Project description:During pancreatic cancer progression, heterogeneous subclonal populations evolve in the primary tumor that possess differing capacities to metastasize and cause patient death. However, the genetics of metastasis reflects that of the primary tumor, and PDAC driver mutations arise early. This raises the possibility than an epigenetic process could be operative late. Using an exceptional resource of paired patient samples, we found that different metastatic subclones from the same patient possessed remarkably divergent malignant properties and global epigenetic programs. Global reprogramming was targeted to thousands of large chromatin domains across the genome that collectively specified malignant divergence. This was maintained by a metabolic shift within the pentose phosphate pathway, independent of KRAS driver mutations.

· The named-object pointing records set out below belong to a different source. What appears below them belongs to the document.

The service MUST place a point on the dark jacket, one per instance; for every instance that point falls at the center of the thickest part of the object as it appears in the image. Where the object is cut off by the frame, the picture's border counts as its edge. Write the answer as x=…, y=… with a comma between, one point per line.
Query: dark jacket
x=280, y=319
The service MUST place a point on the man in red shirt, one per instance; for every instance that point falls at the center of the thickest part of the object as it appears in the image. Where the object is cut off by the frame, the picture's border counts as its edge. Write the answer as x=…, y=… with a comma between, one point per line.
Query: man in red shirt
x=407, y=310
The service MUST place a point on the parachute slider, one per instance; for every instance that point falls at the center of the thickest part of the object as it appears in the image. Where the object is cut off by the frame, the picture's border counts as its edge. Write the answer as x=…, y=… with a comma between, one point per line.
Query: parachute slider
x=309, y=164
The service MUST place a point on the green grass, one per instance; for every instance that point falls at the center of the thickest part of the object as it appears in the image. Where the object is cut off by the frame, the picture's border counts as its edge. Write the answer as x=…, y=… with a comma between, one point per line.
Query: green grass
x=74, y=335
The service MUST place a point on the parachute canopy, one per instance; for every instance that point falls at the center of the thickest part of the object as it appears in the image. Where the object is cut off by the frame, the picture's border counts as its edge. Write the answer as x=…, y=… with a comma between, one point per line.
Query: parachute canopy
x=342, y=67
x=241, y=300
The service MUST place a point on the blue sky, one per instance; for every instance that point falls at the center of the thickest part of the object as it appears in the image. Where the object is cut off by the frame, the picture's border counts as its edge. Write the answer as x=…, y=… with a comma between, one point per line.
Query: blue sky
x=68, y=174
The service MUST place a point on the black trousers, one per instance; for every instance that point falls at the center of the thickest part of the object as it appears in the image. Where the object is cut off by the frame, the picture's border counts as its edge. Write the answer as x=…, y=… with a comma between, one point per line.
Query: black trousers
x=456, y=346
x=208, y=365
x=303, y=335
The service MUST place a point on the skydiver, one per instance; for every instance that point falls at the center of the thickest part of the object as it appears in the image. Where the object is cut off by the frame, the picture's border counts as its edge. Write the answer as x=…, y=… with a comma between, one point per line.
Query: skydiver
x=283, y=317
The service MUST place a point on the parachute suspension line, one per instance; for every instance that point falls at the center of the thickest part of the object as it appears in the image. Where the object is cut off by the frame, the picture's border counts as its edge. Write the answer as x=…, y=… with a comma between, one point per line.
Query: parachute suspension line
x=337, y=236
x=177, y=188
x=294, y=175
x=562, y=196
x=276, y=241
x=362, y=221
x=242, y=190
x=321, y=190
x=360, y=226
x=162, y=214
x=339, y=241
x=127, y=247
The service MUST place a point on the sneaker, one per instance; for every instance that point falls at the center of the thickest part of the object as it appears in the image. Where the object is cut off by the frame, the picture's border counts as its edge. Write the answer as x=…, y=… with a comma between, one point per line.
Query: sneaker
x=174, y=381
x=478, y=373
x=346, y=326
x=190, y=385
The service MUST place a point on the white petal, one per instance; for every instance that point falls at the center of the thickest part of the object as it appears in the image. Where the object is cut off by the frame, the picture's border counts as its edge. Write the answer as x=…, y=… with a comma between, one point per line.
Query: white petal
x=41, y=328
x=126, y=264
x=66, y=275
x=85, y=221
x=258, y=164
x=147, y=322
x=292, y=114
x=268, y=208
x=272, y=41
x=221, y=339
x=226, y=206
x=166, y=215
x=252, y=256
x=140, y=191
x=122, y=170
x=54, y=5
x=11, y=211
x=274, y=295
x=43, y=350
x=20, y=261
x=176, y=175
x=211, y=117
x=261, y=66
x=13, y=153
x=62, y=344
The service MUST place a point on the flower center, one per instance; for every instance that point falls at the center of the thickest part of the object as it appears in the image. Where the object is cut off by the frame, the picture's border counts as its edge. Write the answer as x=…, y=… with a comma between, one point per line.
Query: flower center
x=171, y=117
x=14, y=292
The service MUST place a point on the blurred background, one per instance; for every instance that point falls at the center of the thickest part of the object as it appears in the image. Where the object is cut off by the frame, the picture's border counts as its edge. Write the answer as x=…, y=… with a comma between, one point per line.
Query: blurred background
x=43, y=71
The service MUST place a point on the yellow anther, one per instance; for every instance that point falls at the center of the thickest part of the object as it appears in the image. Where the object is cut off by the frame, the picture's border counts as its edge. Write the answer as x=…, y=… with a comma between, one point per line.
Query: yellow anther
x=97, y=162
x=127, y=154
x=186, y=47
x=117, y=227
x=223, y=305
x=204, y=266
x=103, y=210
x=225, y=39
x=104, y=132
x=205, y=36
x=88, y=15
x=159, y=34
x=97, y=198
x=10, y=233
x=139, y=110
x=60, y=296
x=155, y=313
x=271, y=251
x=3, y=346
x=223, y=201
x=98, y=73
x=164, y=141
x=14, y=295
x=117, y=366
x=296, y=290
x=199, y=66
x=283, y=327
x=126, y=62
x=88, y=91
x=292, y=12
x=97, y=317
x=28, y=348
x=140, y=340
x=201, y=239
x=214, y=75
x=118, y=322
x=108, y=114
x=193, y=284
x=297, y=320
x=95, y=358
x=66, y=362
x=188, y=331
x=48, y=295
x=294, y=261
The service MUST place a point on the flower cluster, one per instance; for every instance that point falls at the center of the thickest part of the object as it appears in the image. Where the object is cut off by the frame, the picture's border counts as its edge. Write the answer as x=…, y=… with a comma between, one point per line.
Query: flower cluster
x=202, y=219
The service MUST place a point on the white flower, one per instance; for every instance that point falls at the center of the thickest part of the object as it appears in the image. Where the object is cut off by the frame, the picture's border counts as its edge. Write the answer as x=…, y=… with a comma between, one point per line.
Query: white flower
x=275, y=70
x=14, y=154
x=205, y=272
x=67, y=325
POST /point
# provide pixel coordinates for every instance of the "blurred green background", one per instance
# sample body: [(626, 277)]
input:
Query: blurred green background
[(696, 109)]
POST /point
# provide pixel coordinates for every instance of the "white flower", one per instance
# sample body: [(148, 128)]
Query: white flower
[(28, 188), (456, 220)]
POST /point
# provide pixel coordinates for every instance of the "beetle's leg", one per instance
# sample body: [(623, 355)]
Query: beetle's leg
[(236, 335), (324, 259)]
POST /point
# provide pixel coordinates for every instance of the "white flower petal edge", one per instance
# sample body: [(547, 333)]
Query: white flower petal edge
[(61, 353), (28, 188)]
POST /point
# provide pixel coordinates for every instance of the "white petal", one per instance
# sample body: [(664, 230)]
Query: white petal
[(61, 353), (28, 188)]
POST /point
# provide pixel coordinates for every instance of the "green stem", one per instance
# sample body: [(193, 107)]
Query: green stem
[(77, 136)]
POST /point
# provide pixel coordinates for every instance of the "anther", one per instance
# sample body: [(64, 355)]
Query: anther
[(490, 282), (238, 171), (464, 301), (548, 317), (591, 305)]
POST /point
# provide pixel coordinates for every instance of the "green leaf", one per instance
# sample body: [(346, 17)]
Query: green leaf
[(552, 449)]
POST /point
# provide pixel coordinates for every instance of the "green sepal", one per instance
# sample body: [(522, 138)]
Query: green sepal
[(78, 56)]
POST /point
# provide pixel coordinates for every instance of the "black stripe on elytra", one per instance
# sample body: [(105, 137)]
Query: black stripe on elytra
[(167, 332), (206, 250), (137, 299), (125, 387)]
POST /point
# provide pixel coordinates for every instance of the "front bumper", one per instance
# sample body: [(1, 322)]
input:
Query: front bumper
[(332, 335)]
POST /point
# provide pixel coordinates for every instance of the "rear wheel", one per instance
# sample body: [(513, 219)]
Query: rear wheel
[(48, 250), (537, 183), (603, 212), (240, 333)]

Analysis of paired primary and metastatic tumors from multiple patients uncovered substantial epigenetic heterogeneity in primary tumors, which resolved into a terminally reprogrammed state in metastatic lesions. This supports a model whereby driver mutations accumulate early to initiate pancreatic tumorigenesis, followed by a period of subclonal evolution that generates sufficient intra-tumor heterogeneity for selection of epigenetic programs that may increase fitness during malignant progression and metastatic spread. To map the epigenomic landscape of pancreatic cancer progression as it evolves within patients. Chip-Seq (K27Me3, K36Me3, K9Me2/3, K4Me3 and K27Ac) of 2 patients (A13 and A38) and HPDE cell line. Patient A38 included local peritoneal metastasis and 2 distant metastsis (liver and lung mets), and 6AN treated and DMSO samples for lung matastasis. Patient A13 included 2 primary tumors and 1 distant lung metastasis. Each sample has been done with replicates.